Thanks to the excellent Beijingveg.com website, during our five weeks in Beijing we were able to amass enough mock meats to satisfy any gluten glutton.

Pure Lotus is supposed by most listings magazines to be the best vegetarian restaurant in Beijing. We found the food quite good, but the way it was served was distracting. The menus are the size of small tombstones and as easy to hold. The dishes have names like “grand swallow nose treasure hot hot cold cold.” (I made that up but they honestly were that silly).

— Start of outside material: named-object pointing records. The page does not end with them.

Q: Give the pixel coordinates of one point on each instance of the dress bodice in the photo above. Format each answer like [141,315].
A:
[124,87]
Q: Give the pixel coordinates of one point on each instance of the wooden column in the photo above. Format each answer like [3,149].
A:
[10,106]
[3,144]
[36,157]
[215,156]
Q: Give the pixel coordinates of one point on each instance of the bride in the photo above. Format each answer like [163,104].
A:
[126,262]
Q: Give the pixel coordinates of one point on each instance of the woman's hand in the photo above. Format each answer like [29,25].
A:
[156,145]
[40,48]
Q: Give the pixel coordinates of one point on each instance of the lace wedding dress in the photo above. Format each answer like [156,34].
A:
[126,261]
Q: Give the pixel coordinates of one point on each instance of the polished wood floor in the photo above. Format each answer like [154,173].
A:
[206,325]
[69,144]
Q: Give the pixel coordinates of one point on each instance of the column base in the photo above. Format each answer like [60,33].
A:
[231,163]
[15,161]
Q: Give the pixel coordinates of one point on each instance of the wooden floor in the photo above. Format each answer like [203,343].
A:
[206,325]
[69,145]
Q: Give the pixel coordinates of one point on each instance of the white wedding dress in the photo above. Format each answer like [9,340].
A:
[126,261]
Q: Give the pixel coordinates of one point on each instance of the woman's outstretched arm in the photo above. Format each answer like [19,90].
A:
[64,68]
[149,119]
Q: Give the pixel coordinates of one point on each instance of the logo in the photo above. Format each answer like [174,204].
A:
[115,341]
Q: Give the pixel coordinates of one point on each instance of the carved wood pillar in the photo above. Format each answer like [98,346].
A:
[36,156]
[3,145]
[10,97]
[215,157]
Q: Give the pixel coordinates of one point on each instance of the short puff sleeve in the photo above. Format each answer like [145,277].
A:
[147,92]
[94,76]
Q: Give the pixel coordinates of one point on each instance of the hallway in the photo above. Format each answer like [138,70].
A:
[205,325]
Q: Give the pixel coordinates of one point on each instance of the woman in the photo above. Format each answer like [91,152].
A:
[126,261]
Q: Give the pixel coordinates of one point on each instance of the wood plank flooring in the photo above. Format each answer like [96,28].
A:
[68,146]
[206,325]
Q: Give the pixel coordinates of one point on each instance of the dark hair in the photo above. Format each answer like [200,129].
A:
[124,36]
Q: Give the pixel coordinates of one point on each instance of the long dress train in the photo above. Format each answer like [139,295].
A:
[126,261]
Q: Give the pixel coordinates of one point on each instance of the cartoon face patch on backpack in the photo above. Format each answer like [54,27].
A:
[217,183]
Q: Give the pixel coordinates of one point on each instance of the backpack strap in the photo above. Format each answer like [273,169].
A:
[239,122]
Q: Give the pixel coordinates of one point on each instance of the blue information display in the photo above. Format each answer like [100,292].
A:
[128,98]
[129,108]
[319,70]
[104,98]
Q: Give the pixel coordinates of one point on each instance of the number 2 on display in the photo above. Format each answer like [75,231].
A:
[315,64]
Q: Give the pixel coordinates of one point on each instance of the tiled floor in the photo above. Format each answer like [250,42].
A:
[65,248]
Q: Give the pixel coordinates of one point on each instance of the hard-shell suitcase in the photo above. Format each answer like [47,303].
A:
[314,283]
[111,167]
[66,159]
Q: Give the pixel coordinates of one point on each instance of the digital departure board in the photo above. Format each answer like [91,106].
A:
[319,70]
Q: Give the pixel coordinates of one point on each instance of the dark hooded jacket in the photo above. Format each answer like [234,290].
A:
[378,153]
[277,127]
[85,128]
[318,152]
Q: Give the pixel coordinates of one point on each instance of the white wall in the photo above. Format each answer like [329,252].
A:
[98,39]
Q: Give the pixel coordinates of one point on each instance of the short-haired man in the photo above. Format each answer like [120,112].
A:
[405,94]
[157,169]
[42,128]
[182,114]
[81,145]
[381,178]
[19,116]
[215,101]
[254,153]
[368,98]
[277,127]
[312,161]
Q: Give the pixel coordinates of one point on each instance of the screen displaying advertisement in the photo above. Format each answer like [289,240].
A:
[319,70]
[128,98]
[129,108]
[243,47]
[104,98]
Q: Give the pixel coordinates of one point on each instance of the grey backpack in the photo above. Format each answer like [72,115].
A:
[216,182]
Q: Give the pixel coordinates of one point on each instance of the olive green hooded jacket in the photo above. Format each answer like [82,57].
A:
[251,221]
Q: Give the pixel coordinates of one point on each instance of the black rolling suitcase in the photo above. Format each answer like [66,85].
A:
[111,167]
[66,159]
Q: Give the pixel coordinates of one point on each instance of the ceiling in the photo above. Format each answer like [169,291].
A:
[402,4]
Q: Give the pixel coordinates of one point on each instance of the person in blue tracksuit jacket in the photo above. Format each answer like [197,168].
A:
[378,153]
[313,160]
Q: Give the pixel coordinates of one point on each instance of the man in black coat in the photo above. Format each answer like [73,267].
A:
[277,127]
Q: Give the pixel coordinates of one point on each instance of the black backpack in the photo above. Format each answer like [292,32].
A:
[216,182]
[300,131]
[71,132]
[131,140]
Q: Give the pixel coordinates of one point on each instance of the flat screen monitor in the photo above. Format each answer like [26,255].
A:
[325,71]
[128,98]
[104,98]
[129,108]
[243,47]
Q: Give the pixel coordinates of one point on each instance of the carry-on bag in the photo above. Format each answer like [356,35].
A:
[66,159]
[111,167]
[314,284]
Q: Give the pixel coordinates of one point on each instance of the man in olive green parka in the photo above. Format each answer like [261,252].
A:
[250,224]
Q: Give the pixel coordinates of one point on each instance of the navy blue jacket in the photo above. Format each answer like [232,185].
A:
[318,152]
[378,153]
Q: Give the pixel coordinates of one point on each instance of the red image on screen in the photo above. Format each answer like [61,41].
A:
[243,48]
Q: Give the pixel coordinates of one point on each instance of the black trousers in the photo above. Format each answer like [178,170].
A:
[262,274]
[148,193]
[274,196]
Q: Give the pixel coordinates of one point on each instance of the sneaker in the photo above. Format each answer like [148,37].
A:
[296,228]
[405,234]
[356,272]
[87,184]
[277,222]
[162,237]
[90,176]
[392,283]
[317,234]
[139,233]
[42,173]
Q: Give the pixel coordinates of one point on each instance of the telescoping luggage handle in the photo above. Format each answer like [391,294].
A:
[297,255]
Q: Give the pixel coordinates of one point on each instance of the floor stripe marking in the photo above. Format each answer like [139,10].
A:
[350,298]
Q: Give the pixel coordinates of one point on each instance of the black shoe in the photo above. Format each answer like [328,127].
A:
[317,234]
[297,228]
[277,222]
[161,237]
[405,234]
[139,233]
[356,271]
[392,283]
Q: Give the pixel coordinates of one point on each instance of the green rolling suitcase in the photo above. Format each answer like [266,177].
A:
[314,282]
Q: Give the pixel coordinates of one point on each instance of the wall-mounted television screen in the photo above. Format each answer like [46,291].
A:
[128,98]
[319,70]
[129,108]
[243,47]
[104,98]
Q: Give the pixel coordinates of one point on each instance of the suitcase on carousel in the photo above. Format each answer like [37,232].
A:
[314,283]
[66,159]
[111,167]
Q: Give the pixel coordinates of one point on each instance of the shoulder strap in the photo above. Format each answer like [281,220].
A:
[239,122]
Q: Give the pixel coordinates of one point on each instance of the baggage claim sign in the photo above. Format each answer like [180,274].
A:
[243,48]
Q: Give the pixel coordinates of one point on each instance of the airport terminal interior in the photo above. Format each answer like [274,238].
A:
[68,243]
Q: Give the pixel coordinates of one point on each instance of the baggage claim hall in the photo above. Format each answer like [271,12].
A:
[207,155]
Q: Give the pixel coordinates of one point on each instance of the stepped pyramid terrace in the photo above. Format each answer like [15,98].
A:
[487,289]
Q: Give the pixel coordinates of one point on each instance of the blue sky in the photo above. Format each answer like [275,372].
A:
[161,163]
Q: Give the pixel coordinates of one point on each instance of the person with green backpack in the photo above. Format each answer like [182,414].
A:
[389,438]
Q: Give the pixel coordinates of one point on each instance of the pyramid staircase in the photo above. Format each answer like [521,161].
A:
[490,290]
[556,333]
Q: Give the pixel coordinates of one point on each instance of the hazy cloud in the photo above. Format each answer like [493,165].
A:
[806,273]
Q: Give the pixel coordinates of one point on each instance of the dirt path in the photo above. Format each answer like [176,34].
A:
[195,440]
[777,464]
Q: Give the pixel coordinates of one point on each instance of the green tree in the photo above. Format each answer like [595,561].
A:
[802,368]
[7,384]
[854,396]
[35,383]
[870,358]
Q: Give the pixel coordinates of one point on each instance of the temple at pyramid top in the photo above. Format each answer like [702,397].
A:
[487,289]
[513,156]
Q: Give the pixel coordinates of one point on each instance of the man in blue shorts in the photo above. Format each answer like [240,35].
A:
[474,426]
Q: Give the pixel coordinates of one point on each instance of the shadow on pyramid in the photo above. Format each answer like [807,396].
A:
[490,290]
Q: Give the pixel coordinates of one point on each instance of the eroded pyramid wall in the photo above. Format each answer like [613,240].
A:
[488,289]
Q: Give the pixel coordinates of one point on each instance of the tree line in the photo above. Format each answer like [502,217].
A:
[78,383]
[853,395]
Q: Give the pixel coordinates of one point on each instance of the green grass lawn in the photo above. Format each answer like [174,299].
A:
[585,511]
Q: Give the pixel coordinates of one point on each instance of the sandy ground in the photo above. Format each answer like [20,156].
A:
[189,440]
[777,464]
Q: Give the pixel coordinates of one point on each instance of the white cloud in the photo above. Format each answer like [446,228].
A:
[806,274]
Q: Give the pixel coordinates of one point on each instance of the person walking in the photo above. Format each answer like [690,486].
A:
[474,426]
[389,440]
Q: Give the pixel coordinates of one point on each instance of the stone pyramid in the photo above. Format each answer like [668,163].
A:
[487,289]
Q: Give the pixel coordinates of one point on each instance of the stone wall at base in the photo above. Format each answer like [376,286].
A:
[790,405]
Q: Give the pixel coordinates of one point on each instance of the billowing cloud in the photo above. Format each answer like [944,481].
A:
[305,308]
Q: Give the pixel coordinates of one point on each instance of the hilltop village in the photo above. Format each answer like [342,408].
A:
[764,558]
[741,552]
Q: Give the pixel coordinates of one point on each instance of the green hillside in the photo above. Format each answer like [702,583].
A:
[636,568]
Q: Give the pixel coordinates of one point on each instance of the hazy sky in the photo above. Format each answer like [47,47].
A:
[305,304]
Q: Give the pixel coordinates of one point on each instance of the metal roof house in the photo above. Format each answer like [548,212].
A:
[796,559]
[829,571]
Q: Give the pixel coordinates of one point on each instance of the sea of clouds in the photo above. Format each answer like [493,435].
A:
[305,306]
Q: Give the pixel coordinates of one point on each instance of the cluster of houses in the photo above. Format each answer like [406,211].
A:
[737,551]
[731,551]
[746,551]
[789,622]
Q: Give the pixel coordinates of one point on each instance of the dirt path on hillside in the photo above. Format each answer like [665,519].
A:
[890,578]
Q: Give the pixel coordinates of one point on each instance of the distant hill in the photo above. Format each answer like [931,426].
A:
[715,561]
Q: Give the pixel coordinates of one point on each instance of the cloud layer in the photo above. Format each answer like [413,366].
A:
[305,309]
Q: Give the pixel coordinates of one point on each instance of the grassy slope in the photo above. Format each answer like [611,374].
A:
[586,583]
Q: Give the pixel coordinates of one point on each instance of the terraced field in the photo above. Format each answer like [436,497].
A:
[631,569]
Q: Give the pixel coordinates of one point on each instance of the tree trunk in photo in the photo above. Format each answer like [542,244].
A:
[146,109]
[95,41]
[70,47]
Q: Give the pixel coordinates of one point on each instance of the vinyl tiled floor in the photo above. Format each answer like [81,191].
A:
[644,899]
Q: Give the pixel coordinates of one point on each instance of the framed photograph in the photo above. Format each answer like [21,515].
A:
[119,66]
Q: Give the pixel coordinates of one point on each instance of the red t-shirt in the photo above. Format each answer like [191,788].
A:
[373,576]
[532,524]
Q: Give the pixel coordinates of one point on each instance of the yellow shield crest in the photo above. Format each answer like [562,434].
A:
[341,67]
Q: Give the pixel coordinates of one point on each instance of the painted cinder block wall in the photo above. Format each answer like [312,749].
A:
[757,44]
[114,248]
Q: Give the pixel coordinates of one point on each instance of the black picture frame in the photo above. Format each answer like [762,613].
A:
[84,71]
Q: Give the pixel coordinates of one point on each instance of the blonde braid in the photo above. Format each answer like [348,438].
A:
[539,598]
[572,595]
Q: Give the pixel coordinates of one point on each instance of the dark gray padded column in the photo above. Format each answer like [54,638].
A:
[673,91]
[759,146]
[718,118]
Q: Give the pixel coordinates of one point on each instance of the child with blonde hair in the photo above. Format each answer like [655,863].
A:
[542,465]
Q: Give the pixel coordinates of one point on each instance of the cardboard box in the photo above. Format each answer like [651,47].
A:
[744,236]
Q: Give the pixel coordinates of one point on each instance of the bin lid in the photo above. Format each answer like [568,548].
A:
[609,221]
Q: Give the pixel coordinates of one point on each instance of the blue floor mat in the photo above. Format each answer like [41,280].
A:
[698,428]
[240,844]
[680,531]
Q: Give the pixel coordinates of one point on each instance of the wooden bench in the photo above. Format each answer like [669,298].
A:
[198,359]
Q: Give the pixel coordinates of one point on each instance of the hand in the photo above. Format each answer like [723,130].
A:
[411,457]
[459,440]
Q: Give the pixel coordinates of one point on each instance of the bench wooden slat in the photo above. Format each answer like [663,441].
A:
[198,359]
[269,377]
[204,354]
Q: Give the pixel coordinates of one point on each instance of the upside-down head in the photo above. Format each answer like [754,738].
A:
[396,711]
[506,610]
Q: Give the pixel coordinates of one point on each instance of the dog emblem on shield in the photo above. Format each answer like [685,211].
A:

And the serving dishes were enormous splats of porcelain, with design features like big holes in the side through which scalding hot liquids could pour.

The vegetable dishes were disappointing, but the mock meats were pretty good. This was where we had the most delicious mock fish we’ve tasted: a soft, flakey ‘meat’, with a thick ‘skin’ of pleasantly chewy seaweed, served steaming hot, in a delicious sweet, dark, bubbling sauce. The mock ribs were decent, but I wasn´t sure about the ´bones´. Having a bit of wood in my mouth just felt wierd. (Elsewhere we´ve had versions with edible ‘bones’ such as celery or lotus root. Much better.)

Mock Fish

So, Pure Lotus, while it had some excellent dishes, was overrated, over priced, and silly. Having said that, I do agree with my friend Diana that the dry ice fruit at the end was good silly. And the teacups were cool.

My personal eating highlight in Beijing has been eating with the Vegan Social Club of Beijing at Still Thoughts. The food is reasonably priced, and there’s a good selection of dishes. I ‘m not sure it’s the best vegan food in Beijing; but eating in a group of 10 – 20 other veggies means you get to try pretty much everything on the menu. Highlights included a ‘crispy duck’ of fried tofu skin wrapped around dark, meaty mushrooms; large, soft, slightly spicy green peppers in a black bean sauce (something like a Chinese pimientos del padron); and long, thin aubergine, sliced crossways, with garlic and seitan stuffed between the slices. The green vegetables here were fresh and crunchy.

If that was my favourite eating experience, the restaurant that worked best without needing a big, fun crowd of fellow veggies was Bodhi Sake. It was in a beautiful setting: the courtyards and rooms of a Buddhist temple hung with lanterns and art. The menu had a good selection of vegetables and mock meats. The food was presented beautifully. We had the most memorable mock meat we’ve had yet: pork belly. It was served in an earthenware vessel on top of a bed of salty greens. The ‘belly’ was a type of gluten with a slightly smokey flavour; the ‘fat’ was konjac (or possibly rice-based) and melted in your mouth. We also had a delicious dish of long, dark, string shaped mushrooms, fried until nearly crispy.
mock pork belly
As for my favourite individual dishes, the best greens we had were at Lotus in Moonlight. They also did a fantastic dish of tiny cubes of soft tofu, fried to a salty crisp on the outside, while keeping the inside silken.

My favourite mock duck was the duck at Beihe. It had a good savoury taste, a pleasant texture, and was served with celery instead of cucmber, which worked very well. I suspect the real reason I liked it so much was that it came in a comedy “duck” shape.

The best spicy dish was fish at the restaurant by the Big Bell temple. It blew my head off. I liked it so much I went back again on another visit to Beijing. It had a nice atmosphere (maybe a bit too dark though) and that dish was amazing. Also good was the little chunks of ‘lamb’. The place was hard to find, but fantastic value and really tasty.

hot

An honourable mention goes to Cat restaurant, which to my knowledge is the only organic vegetarian restaurant in Beijing. They spoke great English, were incredibly friendly, and served the freshest vegetables I had.

A finally, a dishonourable mention to Gong De Lin. It is often mentioned in guidebooks as thir token vegetarian restaurant, but I have no idea why. It was without doubt the worst meal we’ve had in a Chinese vegetarian restaurant – for example, a mock fish which was a lump of mashed potato with a gluey coating, in a pool of watered down tomato ketchup. Don’t go!

I’m missing Beijing. It´s an interesting city, and a great place to be vegan.